Die meiſten Dörfer in Leipzigs Umgebung ſind, wie ſchon mehrfach bemerkt wurde, mit unſerer Stadt von faſt gleichem Alter und gleicher Entſtehung. Ob manche derſelben, und Leipzig ſelbſt, ſchon zur Zeit der im fünften Jahrhundert hier anſäſſigen Hermunduren vorhanden waren, läßt ſich hiſtoriſch nicht nachweiſen. Dagegen aber wiſſen wir, daß die den Hermunduren folgenden Slaven unſere Gegend eigentlich coloniſirten und eine große Menge durch ihre ſlaviſchen Namen noch jetzt kennbare Anſiedelungen gründeten. Nach Unterjochung der Slaven durch die Deutſchen wurden auch von dieſen einige Dörfer angelegt und zu ihnen ſcheint, nach dem Namen zu urtheilen, Lindenau zu gehören. Nimmt man an, daß das Dorf früher nicht einen ſlaviſchen Namen gehabt habe, ſo fällt ſeine Entſtehung ungefähr in das zehnte Jahrhundert.

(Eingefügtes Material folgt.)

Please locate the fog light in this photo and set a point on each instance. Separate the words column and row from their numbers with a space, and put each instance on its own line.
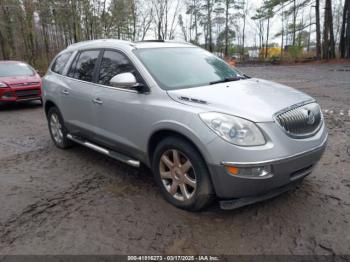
column 252, row 172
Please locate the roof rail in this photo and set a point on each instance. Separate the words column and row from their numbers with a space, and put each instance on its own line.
column 155, row 40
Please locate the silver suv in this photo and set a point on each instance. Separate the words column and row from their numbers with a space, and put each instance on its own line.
column 206, row 130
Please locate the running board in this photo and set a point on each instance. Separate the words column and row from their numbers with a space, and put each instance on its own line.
column 107, row 152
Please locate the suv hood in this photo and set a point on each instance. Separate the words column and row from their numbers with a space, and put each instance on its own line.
column 13, row 80
column 254, row 99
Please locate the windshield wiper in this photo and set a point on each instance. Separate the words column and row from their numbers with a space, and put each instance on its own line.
column 225, row 80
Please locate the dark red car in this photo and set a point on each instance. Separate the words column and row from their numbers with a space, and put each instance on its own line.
column 18, row 82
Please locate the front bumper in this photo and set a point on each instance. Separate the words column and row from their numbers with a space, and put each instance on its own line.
column 286, row 171
column 20, row 94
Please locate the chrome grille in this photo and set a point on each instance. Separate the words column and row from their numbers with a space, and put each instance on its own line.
column 301, row 121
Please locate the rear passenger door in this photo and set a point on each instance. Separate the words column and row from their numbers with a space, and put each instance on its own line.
column 78, row 96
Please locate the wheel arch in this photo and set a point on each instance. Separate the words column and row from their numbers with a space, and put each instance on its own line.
column 161, row 134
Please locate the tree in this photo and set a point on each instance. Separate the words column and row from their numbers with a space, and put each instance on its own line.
column 318, row 30
column 328, row 35
column 344, row 46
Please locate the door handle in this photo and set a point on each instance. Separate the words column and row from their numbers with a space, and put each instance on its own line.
column 65, row 92
column 97, row 101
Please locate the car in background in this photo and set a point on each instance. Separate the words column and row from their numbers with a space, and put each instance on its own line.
column 18, row 82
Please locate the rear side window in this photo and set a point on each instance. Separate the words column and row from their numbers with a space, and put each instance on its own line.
column 83, row 65
column 60, row 63
column 114, row 63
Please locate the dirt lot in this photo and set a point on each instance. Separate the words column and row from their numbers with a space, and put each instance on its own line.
column 80, row 202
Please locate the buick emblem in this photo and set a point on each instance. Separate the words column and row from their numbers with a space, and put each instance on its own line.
column 310, row 117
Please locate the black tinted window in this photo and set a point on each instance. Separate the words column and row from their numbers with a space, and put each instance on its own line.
column 114, row 63
column 60, row 63
column 84, row 65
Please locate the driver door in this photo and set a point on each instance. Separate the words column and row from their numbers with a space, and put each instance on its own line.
column 119, row 114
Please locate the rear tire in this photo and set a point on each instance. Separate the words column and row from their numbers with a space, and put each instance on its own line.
column 182, row 174
column 57, row 129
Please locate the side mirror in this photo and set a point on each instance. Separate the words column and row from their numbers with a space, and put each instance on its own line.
column 123, row 80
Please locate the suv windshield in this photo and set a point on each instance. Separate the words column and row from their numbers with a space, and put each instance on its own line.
column 15, row 69
column 181, row 67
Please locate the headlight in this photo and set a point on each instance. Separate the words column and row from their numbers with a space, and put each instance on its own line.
column 2, row 85
column 233, row 129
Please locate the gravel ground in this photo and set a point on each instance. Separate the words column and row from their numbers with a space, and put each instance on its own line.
column 81, row 202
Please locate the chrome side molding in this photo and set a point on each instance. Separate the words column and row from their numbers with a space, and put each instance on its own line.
column 118, row 156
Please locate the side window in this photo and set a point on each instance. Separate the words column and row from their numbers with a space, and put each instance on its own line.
column 83, row 65
column 114, row 63
column 60, row 63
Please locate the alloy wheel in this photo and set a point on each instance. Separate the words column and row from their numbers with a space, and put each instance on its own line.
column 56, row 128
column 178, row 175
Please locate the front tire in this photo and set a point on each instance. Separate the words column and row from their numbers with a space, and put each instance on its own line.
column 57, row 129
column 182, row 175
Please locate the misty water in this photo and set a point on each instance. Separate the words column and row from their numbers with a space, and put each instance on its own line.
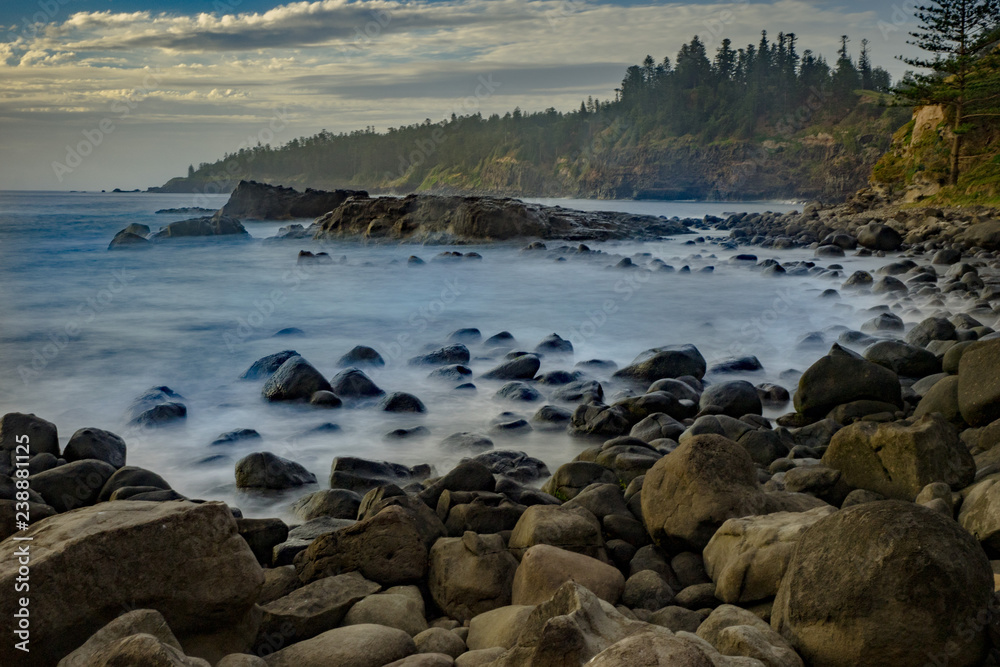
column 86, row 330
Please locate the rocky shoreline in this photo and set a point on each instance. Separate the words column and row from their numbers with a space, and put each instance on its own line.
column 861, row 527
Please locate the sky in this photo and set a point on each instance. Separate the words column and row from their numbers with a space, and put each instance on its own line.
column 99, row 94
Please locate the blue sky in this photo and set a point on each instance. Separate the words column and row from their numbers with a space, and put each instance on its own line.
column 152, row 87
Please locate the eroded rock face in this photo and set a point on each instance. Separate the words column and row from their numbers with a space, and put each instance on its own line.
column 898, row 459
column 260, row 201
column 435, row 218
column 747, row 557
column 885, row 583
column 182, row 559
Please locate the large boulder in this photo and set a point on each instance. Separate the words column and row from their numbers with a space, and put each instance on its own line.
column 886, row 583
column 17, row 428
column 689, row 493
column 387, row 548
column 875, row 236
column 569, row 629
column 735, row 399
column 898, row 459
column 523, row 367
column 843, row 376
column 470, row 575
column 94, row 443
column 672, row 361
column 747, row 557
column 365, row 645
column 295, row 380
column 314, row 608
column 182, row 559
column 217, row 225
column 545, row 568
column 573, row 529
column 979, row 383
column 264, row 470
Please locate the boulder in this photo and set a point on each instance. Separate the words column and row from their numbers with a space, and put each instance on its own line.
column 903, row 359
column 314, row 608
column 470, row 575
column 73, row 485
column 545, row 568
column 361, row 355
column 664, row 362
column 401, row 607
column 364, row 645
column 264, row 470
column 687, row 495
column 569, row 629
column 843, row 376
column 735, row 399
column 295, row 380
column 352, row 383
column 979, row 383
column 499, row 627
column 265, row 366
column 910, row 584
column 387, row 548
column 42, row 435
column 748, row 556
column 93, row 443
column 875, row 236
column 182, row 559
column 572, row 529
column 898, row 459
column 523, row 367
column 217, row 225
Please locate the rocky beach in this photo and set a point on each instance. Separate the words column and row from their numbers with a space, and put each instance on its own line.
column 712, row 512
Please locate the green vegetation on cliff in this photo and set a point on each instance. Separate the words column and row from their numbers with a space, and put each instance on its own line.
column 762, row 121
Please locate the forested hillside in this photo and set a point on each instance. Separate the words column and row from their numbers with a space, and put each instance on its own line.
column 760, row 121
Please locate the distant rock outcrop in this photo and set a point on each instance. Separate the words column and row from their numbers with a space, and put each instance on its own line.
column 450, row 219
column 260, row 201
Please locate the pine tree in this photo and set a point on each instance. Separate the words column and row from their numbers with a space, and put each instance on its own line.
column 953, row 32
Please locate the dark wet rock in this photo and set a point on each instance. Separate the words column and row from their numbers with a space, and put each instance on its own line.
column 504, row 339
column 264, row 470
column 518, row 391
column 879, row 237
column 352, row 383
column 94, row 443
column 554, row 344
column 876, row 614
column 456, row 353
column 273, row 202
column 737, row 365
column 843, row 376
column 218, row 225
column 42, row 435
column 581, row 391
column 361, row 355
column 325, row 399
column 265, row 366
column 295, row 380
column 465, row 336
column 407, row 433
column 664, row 362
column 903, row 359
column 736, row 398
column 515, row 465
column 399, row 401
column 551, row 415
column 464, row 440
column 523, row 367
column 236, row 436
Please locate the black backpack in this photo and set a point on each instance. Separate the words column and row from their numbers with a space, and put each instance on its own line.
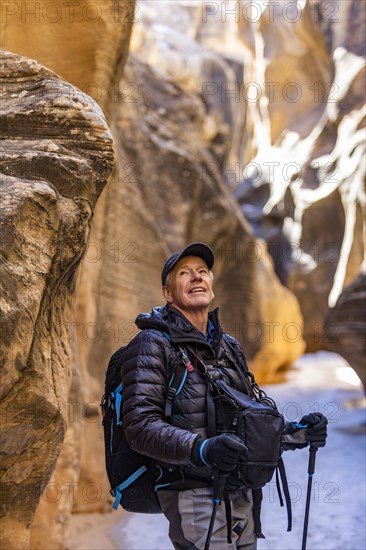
column 256, row 420
column 132, row 476
column 253, row 417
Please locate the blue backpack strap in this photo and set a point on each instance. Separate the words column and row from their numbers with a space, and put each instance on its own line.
column 117, row 491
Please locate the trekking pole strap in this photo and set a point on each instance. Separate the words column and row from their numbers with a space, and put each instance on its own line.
column 257, row 504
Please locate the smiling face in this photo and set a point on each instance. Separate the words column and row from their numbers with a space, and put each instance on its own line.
column 190, row 286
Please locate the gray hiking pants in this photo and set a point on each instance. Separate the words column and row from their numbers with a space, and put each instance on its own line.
column 189, row 514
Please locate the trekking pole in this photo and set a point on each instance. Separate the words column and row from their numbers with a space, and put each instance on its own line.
column 219, row 482
column 311, row 469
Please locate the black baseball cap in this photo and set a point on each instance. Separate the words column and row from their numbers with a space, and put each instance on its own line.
column 195, row 249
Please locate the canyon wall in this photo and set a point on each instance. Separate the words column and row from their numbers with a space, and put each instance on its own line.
column 241, row 128
column 56, row 156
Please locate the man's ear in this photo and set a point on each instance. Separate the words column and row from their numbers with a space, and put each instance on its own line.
column 167, row 294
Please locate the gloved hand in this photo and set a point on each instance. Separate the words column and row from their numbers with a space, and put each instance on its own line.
column 221, row 451
column 315, row 425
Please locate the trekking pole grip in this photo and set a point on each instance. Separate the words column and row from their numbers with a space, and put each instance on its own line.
column 311, row 465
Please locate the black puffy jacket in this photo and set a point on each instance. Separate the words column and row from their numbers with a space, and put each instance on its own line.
column 148, row 364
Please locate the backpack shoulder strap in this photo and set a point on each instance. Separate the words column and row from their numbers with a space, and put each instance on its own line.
column 178, row 377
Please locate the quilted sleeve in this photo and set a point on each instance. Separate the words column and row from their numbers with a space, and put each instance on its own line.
column 147, row 364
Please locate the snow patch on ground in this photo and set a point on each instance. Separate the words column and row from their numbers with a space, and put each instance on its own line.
column 338, row 500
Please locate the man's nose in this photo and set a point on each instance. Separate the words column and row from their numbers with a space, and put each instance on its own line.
column 196, row 275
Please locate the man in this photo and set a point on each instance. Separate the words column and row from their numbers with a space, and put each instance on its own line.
column 180, row 444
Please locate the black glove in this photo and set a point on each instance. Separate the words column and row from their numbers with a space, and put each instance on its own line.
column 315, row 425
column 221, row 451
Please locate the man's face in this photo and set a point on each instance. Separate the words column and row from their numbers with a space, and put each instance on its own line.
column 190, row 285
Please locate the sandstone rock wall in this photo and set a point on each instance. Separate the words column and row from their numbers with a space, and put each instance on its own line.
column 85, row 42
column 209, row 104
column 56, row 156
column 303, row 185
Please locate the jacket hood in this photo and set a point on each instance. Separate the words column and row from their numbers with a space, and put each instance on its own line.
column 181, row 331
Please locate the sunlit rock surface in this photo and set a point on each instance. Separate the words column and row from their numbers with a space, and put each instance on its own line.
column 303, row 185
column 345, row 326
column 56, row 156
column 85, row 42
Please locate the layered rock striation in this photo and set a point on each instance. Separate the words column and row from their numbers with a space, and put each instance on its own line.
column 56, row 156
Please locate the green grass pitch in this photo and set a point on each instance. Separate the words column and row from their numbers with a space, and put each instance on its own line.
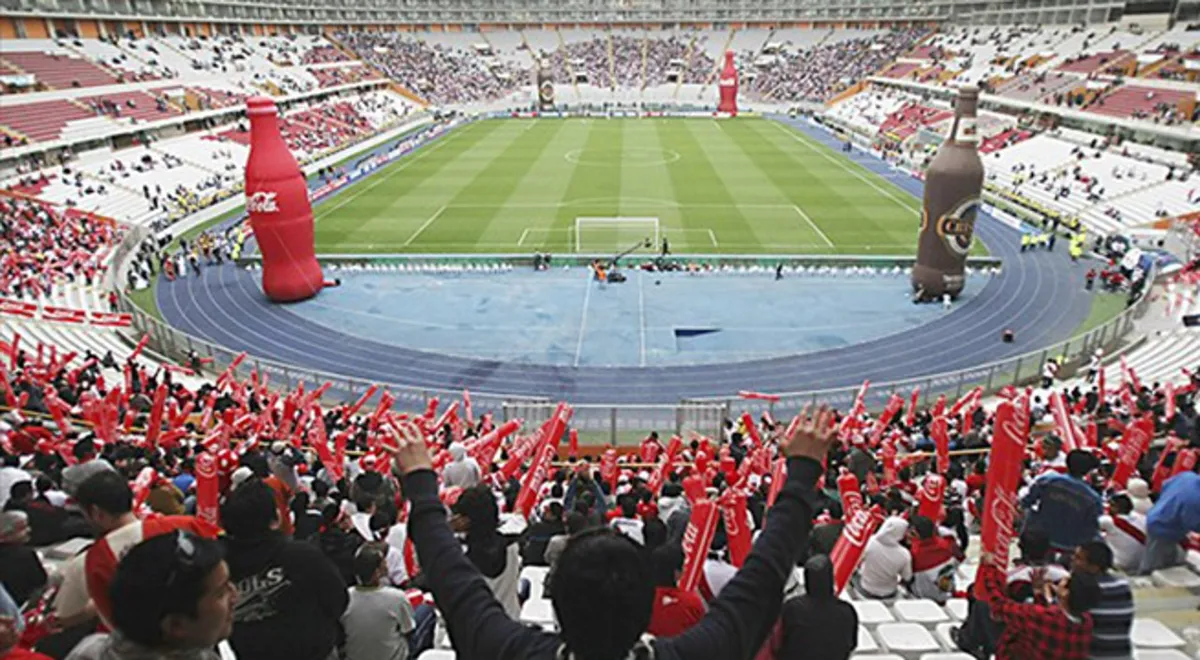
column 747, row 186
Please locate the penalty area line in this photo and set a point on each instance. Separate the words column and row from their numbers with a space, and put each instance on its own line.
column 423, row 227
column 813, row 225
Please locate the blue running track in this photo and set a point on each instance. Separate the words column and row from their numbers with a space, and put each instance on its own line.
column 1039, row 295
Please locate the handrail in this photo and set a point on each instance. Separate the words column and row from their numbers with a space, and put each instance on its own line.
column 1128, row 315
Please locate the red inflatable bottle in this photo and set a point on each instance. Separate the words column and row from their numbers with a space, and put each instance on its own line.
column 729, row 87
column 277, row 203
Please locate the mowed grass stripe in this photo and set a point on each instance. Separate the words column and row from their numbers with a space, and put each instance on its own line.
column 534, row 207
column 707, row 203
column 471, row 213
column 833, row 166
column 850, row 213
column 774, row 221
column 594, row 186
column 479, row 189
column 646, row 180
column 384, row 216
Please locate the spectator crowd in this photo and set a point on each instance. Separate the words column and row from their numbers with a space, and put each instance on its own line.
column 289, row 528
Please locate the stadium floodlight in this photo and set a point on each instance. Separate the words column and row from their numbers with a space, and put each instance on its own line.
column 603, row 235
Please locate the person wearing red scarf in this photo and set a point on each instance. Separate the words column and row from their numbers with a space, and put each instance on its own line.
column 935, row 558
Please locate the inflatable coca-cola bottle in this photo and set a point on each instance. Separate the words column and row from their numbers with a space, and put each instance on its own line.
column 729, row 87
column 847, row 551
column 953, row 185
column 850, row 493
column 277, row 203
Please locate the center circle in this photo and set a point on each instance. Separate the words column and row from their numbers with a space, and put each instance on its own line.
column 622, row 157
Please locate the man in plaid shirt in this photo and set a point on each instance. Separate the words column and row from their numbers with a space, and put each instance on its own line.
column 1056, row 631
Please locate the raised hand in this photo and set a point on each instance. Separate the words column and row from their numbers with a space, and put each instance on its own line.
column 813, row 437
column 407, row 449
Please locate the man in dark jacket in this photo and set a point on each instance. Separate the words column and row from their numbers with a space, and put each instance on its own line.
column 291, row 598
column 819, row 625
column 538, row 535
column 603, row 592
column 21, row 570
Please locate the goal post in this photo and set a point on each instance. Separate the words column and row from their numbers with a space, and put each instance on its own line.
column 617, row 234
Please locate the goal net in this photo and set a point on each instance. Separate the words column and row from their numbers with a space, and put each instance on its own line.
column 617, row 234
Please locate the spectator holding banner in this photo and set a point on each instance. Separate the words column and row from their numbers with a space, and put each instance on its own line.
column 611, row 570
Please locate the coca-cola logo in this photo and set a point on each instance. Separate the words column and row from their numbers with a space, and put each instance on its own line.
column 858, row 528
column 262, row 202
column 1002, row 514
column 732, row 525
column 205, row 466
column 852, row 502
column 933, row 487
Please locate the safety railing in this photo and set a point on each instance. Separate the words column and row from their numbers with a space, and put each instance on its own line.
column 621, row 423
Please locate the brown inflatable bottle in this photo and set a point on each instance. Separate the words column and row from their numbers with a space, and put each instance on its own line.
column 953, row 185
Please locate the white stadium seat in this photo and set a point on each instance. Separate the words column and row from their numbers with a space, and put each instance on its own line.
column 867, row 642
column 1176, row 576
column 871, row 612
column 957, row 607
column 919, row 611
column 910, row 640
column 1152, row 634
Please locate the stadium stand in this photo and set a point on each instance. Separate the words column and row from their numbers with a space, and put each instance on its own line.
column 324, row 465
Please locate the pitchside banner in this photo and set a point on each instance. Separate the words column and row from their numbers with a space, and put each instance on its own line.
column 545, row 90
column 366, row 167
column 31, row 311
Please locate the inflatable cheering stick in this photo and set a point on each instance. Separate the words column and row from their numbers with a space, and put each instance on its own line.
column 277, row 203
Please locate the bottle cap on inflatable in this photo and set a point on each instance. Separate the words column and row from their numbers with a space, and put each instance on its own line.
column 280, row 214
column 727, row 87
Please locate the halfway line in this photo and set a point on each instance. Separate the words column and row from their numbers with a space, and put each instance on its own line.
column 421, row 228
column 813, row 225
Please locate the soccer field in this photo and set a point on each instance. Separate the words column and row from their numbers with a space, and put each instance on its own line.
column 517, row 186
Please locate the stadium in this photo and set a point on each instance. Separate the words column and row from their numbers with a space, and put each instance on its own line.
column 695, row 329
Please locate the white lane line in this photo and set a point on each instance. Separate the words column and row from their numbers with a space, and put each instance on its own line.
column 402, row 165
column 813, row 225
column 423, row 227
column 641, row 318
column 583, row 318
column 797, row 137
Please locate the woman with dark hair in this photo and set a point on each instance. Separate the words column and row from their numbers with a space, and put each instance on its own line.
column 339, row 540
column 819, row 625
column 497, row 557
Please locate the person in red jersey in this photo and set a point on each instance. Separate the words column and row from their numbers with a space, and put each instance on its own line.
column 675, row 610
column 1060, row 630
column 107, row 502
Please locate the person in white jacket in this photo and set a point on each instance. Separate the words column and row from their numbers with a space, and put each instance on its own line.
column 462, row 472
column 886, row 562
column 1125, row 531
column 1139, row 493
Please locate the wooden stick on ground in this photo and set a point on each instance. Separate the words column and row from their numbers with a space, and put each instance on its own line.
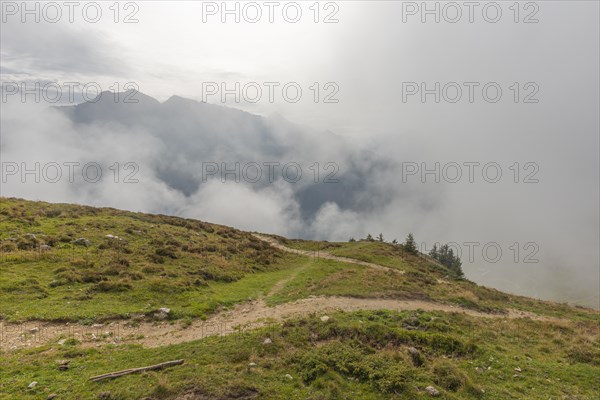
column 134, row 370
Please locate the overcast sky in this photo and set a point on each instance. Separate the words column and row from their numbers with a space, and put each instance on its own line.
column 368, row 57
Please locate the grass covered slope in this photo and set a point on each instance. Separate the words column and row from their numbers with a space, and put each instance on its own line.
column 67, row 262
column 88, row 265
column 361, row 355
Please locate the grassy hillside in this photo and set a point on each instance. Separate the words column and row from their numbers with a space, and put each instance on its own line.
column 58, row 264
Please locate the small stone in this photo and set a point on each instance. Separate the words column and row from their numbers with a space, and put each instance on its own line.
column 432, row 391
column 163, row 313
column 82, row 242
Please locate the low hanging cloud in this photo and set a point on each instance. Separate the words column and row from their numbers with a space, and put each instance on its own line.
column 163, row 149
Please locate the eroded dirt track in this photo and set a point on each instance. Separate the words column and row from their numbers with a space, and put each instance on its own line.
column 239, row 320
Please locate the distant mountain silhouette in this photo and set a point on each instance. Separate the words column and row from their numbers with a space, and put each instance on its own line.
column 194, row 132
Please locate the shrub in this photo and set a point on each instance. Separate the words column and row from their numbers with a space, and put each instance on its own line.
column 113, row 286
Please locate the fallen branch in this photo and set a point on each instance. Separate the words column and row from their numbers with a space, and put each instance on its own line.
column 134, row 370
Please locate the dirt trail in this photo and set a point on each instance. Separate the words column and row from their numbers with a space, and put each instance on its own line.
column 242, row 318
column 239, row 320
column 322, row 254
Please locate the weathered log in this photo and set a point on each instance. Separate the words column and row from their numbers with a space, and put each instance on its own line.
column 116, row 374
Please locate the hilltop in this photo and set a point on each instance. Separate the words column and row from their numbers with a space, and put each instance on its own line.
column 262, row 316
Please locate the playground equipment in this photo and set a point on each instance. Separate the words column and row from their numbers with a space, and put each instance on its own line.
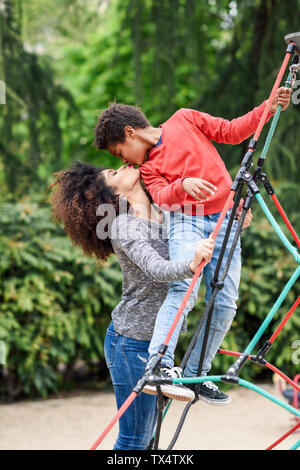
column 252, row 182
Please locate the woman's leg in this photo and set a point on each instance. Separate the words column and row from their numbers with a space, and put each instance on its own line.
column 126, row 359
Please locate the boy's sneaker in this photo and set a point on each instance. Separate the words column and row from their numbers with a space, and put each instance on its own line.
column 174, row 391
column 210, row 393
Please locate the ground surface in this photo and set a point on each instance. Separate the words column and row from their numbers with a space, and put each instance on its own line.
column 250, row 422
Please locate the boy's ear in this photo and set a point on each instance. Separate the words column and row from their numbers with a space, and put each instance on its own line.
column 129, row 131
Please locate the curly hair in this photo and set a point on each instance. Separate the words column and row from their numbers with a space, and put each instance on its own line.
column 76, row 194
column 111, row 123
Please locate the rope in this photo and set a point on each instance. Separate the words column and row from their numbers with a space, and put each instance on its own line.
column 138, row 388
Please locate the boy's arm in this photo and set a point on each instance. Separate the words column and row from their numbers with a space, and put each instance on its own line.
column 235, row 131
column 161, row 190
column 229, row 132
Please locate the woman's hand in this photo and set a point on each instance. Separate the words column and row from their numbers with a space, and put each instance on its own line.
column 204, row 251
column 248, row 218
column 195, row 187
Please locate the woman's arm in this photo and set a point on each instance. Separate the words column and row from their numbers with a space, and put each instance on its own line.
column 126, row 234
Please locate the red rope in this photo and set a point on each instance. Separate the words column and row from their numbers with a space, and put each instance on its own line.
column 284, row 436
column 285, row 219
column 268, row 365
column 271, row 97
column 228, row 202
column 133, row 395
column 284, row 321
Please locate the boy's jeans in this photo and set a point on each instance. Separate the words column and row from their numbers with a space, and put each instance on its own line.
column 126, row 359
column 185, row 231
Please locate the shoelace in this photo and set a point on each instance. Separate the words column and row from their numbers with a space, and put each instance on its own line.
column 210, row 385
column 174, row 373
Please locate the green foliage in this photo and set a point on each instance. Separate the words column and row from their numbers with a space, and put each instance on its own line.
column 266, row 269
column 60, row 68
column 55, row 302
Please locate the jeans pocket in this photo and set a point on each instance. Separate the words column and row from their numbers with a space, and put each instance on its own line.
column 110, row 346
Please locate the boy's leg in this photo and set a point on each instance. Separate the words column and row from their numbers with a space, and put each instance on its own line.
column 184, row 234
column 225, row 303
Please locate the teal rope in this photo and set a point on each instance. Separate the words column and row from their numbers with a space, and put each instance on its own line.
column 268, row 395
column 272, row 312
column 295, row 446
column 244, row 383
column 277, row 229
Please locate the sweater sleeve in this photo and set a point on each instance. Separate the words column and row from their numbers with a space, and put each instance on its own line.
column 229, row 132
column 126, row 235
column 163, row 193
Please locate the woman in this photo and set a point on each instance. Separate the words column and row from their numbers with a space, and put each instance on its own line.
column 104, row 211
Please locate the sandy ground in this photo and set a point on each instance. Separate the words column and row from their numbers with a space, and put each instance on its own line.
column 249, row 422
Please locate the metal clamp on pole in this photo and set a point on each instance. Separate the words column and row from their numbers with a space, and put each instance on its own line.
column 234, row 370
column 263, row 352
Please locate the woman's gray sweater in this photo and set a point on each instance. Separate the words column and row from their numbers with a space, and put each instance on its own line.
column 142, row 250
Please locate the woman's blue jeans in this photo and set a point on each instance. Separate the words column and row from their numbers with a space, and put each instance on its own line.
column 126, row 359
column 185, row 231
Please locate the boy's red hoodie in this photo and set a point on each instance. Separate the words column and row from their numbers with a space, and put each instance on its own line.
column 187, row 151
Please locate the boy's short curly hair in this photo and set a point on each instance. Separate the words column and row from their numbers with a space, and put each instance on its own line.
column 111, row 123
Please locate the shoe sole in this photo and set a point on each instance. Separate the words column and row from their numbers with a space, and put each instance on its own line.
column 215, row 402
column 168, row 393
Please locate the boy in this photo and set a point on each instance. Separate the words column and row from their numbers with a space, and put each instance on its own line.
column 185, row 174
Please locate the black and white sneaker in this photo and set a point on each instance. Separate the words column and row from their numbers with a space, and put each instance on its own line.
column 174, row 391
column 210, row 393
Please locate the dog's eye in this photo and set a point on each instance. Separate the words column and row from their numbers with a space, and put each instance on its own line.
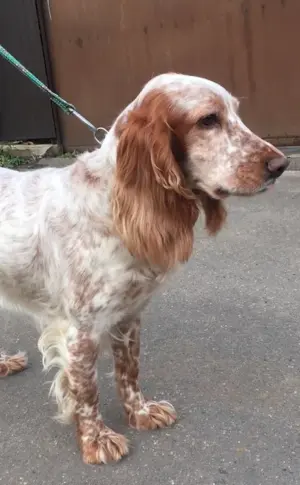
column 208, row 122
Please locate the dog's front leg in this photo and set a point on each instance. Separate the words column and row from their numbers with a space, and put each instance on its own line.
column 142, row 414
column 75, row 351
column 97, row 442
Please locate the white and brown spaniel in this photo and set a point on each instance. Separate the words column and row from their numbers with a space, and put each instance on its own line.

Lindenau iſt der Stammſitz der noch blühenden Familie von Lindenau, von welcher zuerſt Ritter Heinrich von Lindenau in einem 1216 ausgeſtellten Diplom genannt wird, welches Markgraf Dietrich von Meißen dem Kloſter Zelle gab. Eine lange Reihe ausgezeichneter Männer geiſtlichen und weltlichen Standes ſind bis auf die neueſte Zeit aus dem Geſchlecht der Lindenaus hervorgegangen. Der alte Ritterſitz läßt ſich noch jetzt erkennen. Er befand ſich ungefähr auf der Stelle, wo jetzt das hohe Haus mit zahlreichen Fenſtern, früher das Herrenhaus des Sickel’ſchen Gutes, in nächſter Nähe der Kirche, ſteht, und [es] findet man in deſſen Nähe auch die Spuren des Wallgrabens, welcher noch vor mehreren Jahren weit ausgedehnter war, da er, nach alter Einrichtung, den ganzen Edelſitz umfaßt haben mag. Die uralte Kirche ſtand unter dem Schutze der nahen Burg, wie man dies überall findet, da die Slaven in der erſten Zeit ihrer Unterjochung nicht ſelten gegen die Tempel des ihnen aufgedrungenen Gottes Gewalt verſuchten. Im Jahre 1021 war das Werk der Bekehrung auf jeden Fall ſchon vollendet, denn Kaiſer Heinrich II., welchen man den Frommen nennt, ſchenkte dem Biſchof Dietmar von Merſeburg in dieſem Jahre, als Tafelgut und Leibgedinge die Stadt Leipzig mit den umliegenden Dörfern, wozu auch Lindenau gehörte. Vielleicht zu dieſer Zeit iſt es auch geweſen, daß Leutzſch in den Beſitz der Herren von Lindenau gelangte. Dieſer Zweig nahm den Namen des Ritterſitzes an und baute das Schloß, von welchem man noch jetzt den großen Schmidtſchem Gute — dem ehemaligen Oekonomiehofe der Burg — gegenüber, ein altes Gebäude zwiſchen Wallgräben wahrnimmt. Die Wappen der Herren von Lindenau und der von Leutzſch ſind einander gleich, eine Linde mit Sternen, und dies beweiſt beider Familien gleichen Stamm.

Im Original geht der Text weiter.